When the commission inquired if he knew then that it was a crime to touch a child’s genitals, Feldman said: “I didn’t know that as a fact.” The AJN reported the exchange in 2015 under the headline, “Rabbi Feldman urged leniency for abusers.”
According to the Herald, Feldman said the article made him feel “terrible.”
“They wanted to sensationalize and exaggerate to the point of lying – borderline lying,” he stressed.
According to Feldman, the AJN did not bother to note that after the question was re-phrased, he confirmed that he had known it was a crime to touch a child’s genitals with sexual intent.

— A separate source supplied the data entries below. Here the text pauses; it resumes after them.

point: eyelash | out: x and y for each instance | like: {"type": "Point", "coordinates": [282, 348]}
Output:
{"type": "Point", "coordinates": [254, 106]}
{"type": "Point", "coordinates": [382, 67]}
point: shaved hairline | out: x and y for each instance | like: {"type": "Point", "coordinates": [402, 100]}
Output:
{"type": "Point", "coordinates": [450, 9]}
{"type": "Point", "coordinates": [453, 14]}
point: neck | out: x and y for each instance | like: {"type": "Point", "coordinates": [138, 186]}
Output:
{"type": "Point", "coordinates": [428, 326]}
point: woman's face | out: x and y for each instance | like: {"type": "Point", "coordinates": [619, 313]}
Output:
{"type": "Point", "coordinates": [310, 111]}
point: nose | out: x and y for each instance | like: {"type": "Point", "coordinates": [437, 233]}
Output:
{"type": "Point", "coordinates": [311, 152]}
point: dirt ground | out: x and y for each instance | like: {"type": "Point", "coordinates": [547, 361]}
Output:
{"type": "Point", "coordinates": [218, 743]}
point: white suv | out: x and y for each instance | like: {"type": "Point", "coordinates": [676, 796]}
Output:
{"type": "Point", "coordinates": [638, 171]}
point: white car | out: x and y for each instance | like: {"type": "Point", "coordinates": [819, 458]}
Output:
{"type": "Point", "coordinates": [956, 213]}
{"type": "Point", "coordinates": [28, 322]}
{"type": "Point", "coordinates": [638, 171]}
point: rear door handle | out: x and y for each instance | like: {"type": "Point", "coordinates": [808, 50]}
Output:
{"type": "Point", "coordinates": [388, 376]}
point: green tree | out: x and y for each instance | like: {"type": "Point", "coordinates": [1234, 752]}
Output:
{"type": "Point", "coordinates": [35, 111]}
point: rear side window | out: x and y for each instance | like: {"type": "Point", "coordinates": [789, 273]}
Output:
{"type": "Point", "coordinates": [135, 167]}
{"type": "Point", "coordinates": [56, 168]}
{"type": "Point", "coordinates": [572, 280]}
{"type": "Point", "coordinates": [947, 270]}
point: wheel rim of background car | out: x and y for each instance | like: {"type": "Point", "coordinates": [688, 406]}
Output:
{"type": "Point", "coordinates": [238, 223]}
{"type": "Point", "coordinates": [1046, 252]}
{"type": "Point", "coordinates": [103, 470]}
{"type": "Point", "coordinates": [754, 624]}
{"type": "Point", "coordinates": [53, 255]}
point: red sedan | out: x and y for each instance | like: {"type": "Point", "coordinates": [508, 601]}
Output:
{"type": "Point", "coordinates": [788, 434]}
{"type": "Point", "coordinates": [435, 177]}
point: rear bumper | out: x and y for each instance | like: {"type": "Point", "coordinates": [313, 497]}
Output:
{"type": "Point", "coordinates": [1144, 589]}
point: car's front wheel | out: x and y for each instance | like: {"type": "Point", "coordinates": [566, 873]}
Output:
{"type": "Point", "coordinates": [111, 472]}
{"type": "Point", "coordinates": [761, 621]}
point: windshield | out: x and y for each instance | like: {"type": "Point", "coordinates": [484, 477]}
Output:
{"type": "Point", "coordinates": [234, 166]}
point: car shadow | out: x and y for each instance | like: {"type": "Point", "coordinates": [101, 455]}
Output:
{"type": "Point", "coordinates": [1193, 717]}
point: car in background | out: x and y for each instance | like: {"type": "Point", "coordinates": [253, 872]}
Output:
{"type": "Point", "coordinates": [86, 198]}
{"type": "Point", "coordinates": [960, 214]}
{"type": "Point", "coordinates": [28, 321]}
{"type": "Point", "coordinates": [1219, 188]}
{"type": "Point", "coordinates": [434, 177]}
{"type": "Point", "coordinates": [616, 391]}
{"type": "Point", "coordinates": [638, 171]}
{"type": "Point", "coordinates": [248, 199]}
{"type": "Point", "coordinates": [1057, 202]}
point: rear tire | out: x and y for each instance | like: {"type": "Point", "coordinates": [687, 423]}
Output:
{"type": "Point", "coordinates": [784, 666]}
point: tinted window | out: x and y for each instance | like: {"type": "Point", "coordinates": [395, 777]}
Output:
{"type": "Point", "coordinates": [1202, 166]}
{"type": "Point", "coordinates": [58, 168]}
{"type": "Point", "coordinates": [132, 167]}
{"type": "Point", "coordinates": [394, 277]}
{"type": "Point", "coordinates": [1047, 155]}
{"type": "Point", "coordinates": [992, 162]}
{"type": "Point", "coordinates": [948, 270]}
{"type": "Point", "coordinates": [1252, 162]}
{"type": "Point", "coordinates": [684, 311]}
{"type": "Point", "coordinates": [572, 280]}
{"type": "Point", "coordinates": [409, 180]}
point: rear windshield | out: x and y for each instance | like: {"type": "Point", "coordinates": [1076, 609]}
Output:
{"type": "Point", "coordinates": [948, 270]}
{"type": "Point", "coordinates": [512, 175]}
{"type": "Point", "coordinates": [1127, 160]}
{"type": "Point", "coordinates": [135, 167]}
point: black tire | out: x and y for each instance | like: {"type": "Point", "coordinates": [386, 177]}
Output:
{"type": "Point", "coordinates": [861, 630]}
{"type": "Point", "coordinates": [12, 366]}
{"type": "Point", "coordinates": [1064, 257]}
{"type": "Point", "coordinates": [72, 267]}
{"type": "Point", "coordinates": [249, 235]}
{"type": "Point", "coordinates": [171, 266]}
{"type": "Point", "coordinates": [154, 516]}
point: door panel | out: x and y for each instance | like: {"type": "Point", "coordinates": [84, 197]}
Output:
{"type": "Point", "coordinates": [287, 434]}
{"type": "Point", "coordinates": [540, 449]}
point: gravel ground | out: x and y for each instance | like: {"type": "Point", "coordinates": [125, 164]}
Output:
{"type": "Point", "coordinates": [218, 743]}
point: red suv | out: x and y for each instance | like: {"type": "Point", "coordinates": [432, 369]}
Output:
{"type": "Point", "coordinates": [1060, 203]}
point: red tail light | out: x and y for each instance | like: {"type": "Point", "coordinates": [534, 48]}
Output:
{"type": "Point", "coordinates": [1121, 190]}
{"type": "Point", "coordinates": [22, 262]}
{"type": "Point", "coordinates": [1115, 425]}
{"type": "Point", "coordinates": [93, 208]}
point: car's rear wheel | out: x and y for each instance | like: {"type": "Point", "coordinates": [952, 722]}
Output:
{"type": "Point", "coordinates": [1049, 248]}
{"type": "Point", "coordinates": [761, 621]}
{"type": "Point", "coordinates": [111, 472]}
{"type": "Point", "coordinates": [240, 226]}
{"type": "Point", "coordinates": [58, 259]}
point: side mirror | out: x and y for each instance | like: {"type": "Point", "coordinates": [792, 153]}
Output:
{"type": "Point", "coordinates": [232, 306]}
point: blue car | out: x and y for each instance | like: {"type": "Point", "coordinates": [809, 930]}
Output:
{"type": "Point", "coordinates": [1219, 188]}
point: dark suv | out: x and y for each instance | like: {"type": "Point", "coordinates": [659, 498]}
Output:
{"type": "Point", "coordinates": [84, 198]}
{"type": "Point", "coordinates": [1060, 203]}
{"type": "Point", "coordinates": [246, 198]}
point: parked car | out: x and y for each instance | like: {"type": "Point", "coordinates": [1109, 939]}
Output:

In other words, according to Feldman, he was tripped on the distinction between helping a child who may experience discomfort and sexually abusing the same child.
The AJN Deputy National Editor Joshua Levi told the Supreme Court on Thursday, “We were at the royal commission … and he was specifically being asked questions about what the Yeshiva Center did in response to child sex allegations and what the Yeshiva leadership did when it found out a teacher had been allegedly massaging a boy, so when he was asked about touching the genitals it seemed obvious what the question was.”
Rabbi Fldman, who has been removed from the international registry of Chabad-Lubavitch shluchim, did apologize “to anyone in the rabbinate, the Jewish community and the wider Australian community who may have been embarrassed or ashamed by my views, words, understandings, recordings or emails about child sexual abuse or any other matter.”